Excel, the free ‘CRM’
Almost everyone already uses it, and it’s free (or at the very least part of your standard Microsoft package). We find out that Excel can be used for much more than spreadsheets. Excel is the go-to tool for business. Odds are you and your team are already using it to manage and cut data and create graphs but it can also be used to produce business critical analytics and much more.
“The building blocks for a basic CRM are there”, explains Elton Boocock, Managing Director, Business Pilot, “and for a lot of micro businesses, that’s exactly what they need.”
So what are the options when you feel that Excel isn’t helping you enough? Let’s look closer at what CRM means for installation companies.
What is a CRM and do I need one?
CRM stands for Customer Relationship Management. It’s a software tool which can be used to replace lots of different spreadsheets and helps you to run your business more profitably and successfully by automating tasks and freeing up resource, while improving customer experience through better communication.
“Think of a CRM as doing everything you currently do only better, never losing sight of a lead again, never searching for that email because it’s automatically linked and stored against a specific job on your system; planning and scheduling jobs more effectively; and importantly giving you a real time understanding of cashflow and profitability.”
How Excel be used as a CRM for free
Excel can help you do a lot of the things a CRM does only for free. It’s easy to capture data, filter and organise leads into unqualified, qualified, quoted, won or lost, and pull that data through to a spreadsheet or graphic which allows you to track the headline performance of your business.
You can also apply notes against each lead or link out to documents in your filing systems.

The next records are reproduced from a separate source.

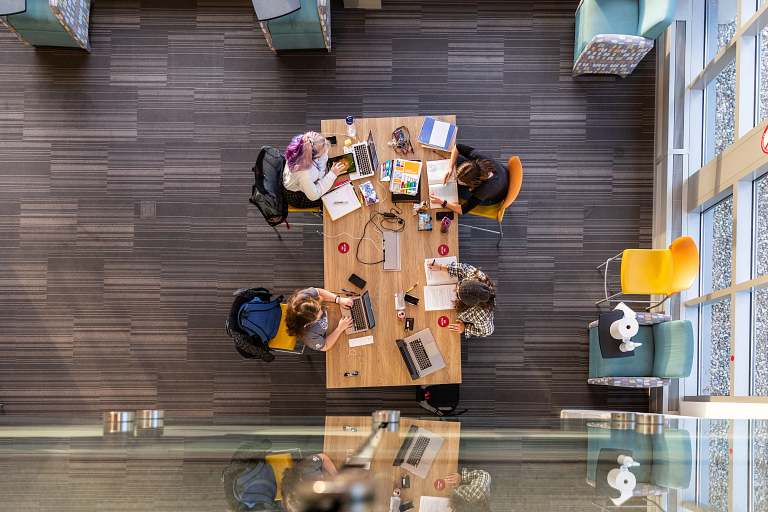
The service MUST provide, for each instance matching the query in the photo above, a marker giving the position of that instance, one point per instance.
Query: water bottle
(351, 130)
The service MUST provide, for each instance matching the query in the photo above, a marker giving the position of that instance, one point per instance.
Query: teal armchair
(612, 36)
(307, 28)
(665, 458)
(666, 353)
(52, 23)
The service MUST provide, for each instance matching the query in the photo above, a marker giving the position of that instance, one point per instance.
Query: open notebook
(436, 171)
(440, 288)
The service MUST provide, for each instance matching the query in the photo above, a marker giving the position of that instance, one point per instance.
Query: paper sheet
(438, 298)
(439, 133)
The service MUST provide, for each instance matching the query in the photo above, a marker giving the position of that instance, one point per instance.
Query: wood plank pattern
(380, 363)
(103, 309)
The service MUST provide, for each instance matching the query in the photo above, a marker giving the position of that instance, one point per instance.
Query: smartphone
(357, 281)
(410, 299)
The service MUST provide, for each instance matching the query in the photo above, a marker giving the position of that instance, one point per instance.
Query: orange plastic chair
(655, 272)
(496, 211)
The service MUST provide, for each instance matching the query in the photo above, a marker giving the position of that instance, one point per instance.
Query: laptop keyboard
(418, 450)
(358, 316)
(420, 354)
(364, 163)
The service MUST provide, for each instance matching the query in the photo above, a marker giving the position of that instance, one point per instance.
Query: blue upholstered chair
(307, 28)
(666, 353)
(52, 23)
(665, 458)
(612, 36)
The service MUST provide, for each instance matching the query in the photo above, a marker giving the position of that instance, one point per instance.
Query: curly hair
(301, 312)
(489, 305)
(473, 172)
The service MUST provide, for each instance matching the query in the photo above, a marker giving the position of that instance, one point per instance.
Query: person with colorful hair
(305, 177)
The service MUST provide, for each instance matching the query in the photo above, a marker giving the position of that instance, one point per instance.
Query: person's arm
(328, 464)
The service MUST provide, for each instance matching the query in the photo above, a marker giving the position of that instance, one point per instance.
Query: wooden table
(338, 441)
(380, 363)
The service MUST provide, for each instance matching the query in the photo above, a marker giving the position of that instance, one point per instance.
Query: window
(715, 354)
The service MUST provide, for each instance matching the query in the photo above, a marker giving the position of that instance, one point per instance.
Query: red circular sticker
(764, 140)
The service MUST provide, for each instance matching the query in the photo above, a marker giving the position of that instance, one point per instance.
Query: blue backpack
(260, 318)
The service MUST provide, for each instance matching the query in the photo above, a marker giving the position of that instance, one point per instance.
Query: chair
(496, 211)
(52, 23)
(655, 272)
(306, 28)
(666, 353)
(613, 36)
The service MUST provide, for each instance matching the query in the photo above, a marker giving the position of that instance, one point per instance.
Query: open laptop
(421, 354)
(419, 451)
(366, 159)
(361, 313)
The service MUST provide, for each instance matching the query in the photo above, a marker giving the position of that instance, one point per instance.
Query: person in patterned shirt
(475, 299)
(471, 490)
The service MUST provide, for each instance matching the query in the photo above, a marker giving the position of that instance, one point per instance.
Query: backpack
(261, 318)
(267, 191)
(441, 399)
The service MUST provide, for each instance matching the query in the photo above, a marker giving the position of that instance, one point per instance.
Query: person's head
(475, 292)
(473, 172)
(303, 149)
(301, 311)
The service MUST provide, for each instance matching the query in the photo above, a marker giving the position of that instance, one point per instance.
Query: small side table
(609, 346)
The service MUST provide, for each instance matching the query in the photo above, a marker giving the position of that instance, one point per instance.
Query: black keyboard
(422, 359)
(418, 450)
(358, 315)
(364, 164)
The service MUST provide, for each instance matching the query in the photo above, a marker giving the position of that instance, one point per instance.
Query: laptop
(366, 159)
(419, 451)
(361, 313)
(421, 354)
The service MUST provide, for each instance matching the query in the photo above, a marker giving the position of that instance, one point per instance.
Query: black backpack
(267, 191)
(441, 399)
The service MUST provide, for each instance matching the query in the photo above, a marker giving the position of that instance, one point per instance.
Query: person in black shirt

“The real benefit of using Excel is that everyone knows how to use it, and you can shape your CRM to your own business processes”, continues Elton. “The really important thing is that you keep the data up to date but as long as you do, Excel gives you the basics of a CRM – and for a lot of small businesses, that’s all they need.”
When is it time to switch to a CRM?
Elton argues that this model works while you’re small and your sales process is straightforward, however, he suggests that in a dynamic and increasingly challenging marketplace, the Excel model has limitations. “No one has had to worry too much about leads for the last couple of years, but the next 12-months is going to be different”, he says. “A CRM helps you to map process as well as track sales and cash. The difference is because everything is linked and connected everything is updated automatically.”
“That means you see cash, the status of every job and the impact of changes to your job schedule, in real time, helping you to plan work more effectively and understand the impact changes have on everything from the availability of your fitting or surveying teams to cashflow. “It gives you insight and if you’re going to grow and stay in control of your growth, that’s what you need.”
Run your business more profitably
A CRM gives you more data, more information but makes that data manageable, by doing the hard work for you in the background. Business Pilot, is a natively cloud based CRM and business management tool, which means the information about your business can be accessed securely anywhere at any time. “It captures everything you could possibly capture in your spreadsheets but it slices and dices it, to make that information understandable and usable. “You can extract information on the business that you won, the business that you didn’t and what it cost you, without having to lift a finger”, explains Elton.
Launched in 2017 and designed by installers for installers, Business Pilot connects the dots between sales, operations and financial reporting, from the moment a lead is registered through to completion and even aftercare.
It also has Affinity Partner status with FENSA and a one-click integration which allows installers to register their installations. “It saves them time, money but also reduces the risk of error because information doesn’t have to be inputted over and over again”, Elton says. “It’s the understanding that you get of the profitability of your business, that is however key” he says. “If you follow the steps in Business Pilot, you create a more robust business. You understand your cashflow, where your leads are coming from, is there money in the bank?”
“Excel will do a lot of that but if you have ambitions to scale and to grow it’s very hard to stay on top of business-critical management information without a massive amount of manual input.”
“That costs and can be fraught with risk.”